Joe Alterio's blog on illustration, comix, design, animation, and other bouts of total awesomeness.
Sunday, November 25, 2007
Los Angeles' cool thin tendrils slip their sticky coils around me for a few nights this weekend, and all I can think of is the electricity in them that used to be thrilling, but now is static discharge to my frontal cortex. We all assume mantles at a certain point, if only because it's easier: sometimes, your three sentence rundown of how you are in your brain keeps you from going over the edge with self-doubt or, even worse, a booze-fueled existential slip up. Part of my Cliff's Notes involved being the Consummate Los Angeles Defender. My stock lines are familiar to anyone who has gone abroad and felt the need to defend their home country as a place of decent human beings. "It's misunderstood, there's wonderful parts about it, it's so damn trendy to hate it". But for some reason on this particular visit, Madam Angeles kiss feels cold and clammy.

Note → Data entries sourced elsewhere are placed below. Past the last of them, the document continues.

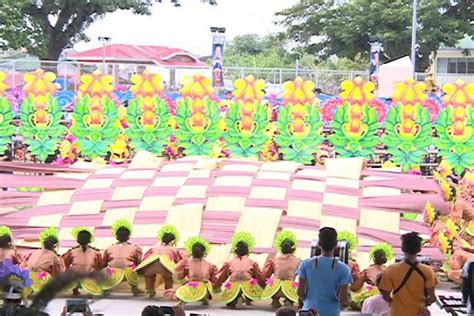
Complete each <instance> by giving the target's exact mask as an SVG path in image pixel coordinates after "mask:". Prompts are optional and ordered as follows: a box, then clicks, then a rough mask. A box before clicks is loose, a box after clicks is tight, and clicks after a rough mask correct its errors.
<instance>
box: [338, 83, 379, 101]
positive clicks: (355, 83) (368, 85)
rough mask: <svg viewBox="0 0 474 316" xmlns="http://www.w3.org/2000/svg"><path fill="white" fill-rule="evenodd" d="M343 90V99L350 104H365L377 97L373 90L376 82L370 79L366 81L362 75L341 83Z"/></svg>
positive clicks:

Out in Sherman Oaks, and something strikes me that I could never put my finger on before, maybe because I was too close, too complicit. There's no people here. The abstract of complaining about cars is something that naturally leads people to think of traffic, smog, and delays. But my epiphany is of a more natural sort: looking around, the human form is nary in sight. Tucked safely away in their flying vehicles, funneled onto the city streets where everyone is behind tinted glass, sunglasses, air conditioners. The sight of a human being is rare from the window of a car here. And that, combined with the bright newness of the malls and and streets signs make it look like a place where something just happened for which you were a little late, and now everyone's gone.

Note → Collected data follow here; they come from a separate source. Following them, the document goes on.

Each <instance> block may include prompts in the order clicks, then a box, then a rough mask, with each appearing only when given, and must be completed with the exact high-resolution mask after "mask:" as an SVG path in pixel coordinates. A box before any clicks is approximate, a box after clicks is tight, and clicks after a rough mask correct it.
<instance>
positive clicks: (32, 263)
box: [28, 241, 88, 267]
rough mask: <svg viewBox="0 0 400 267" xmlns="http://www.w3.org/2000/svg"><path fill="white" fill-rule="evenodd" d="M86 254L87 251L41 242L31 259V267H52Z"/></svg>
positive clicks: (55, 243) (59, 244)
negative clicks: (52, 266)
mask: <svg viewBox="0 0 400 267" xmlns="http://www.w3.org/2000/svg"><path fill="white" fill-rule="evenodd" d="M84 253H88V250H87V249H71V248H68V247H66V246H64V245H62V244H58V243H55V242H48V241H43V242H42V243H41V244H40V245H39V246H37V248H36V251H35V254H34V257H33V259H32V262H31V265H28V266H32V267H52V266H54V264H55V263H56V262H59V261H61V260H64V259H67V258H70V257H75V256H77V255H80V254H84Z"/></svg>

But I'm here with Kevin, which is gratifying. We talk projects of all sorts, and as usual when I'm with him, I get excited all over again for my various ridiculous hair brained creative schemes. We flit from location to location like purposeless bees, carried by Santa Anna winds from a production studio to the Tee Yee Lounge for Knob Creek rocks to Canters for Lox and capers. We talk about robots and monsters and comics and films and merchandising and how can rest on our laurels and still make rent. It is a infinitely futuristic web 2.0 existence we lead, joining the other sort-of employed college educated professionals who haunt coffeeshops and exist on their Macbooks and are allowed to be nowhere at 2 PM. Our perfect lucky states are enviable.
Los Angeles breaths. We breath with it and hope it all lasts for a little while longer. The tendrils keep their buzz.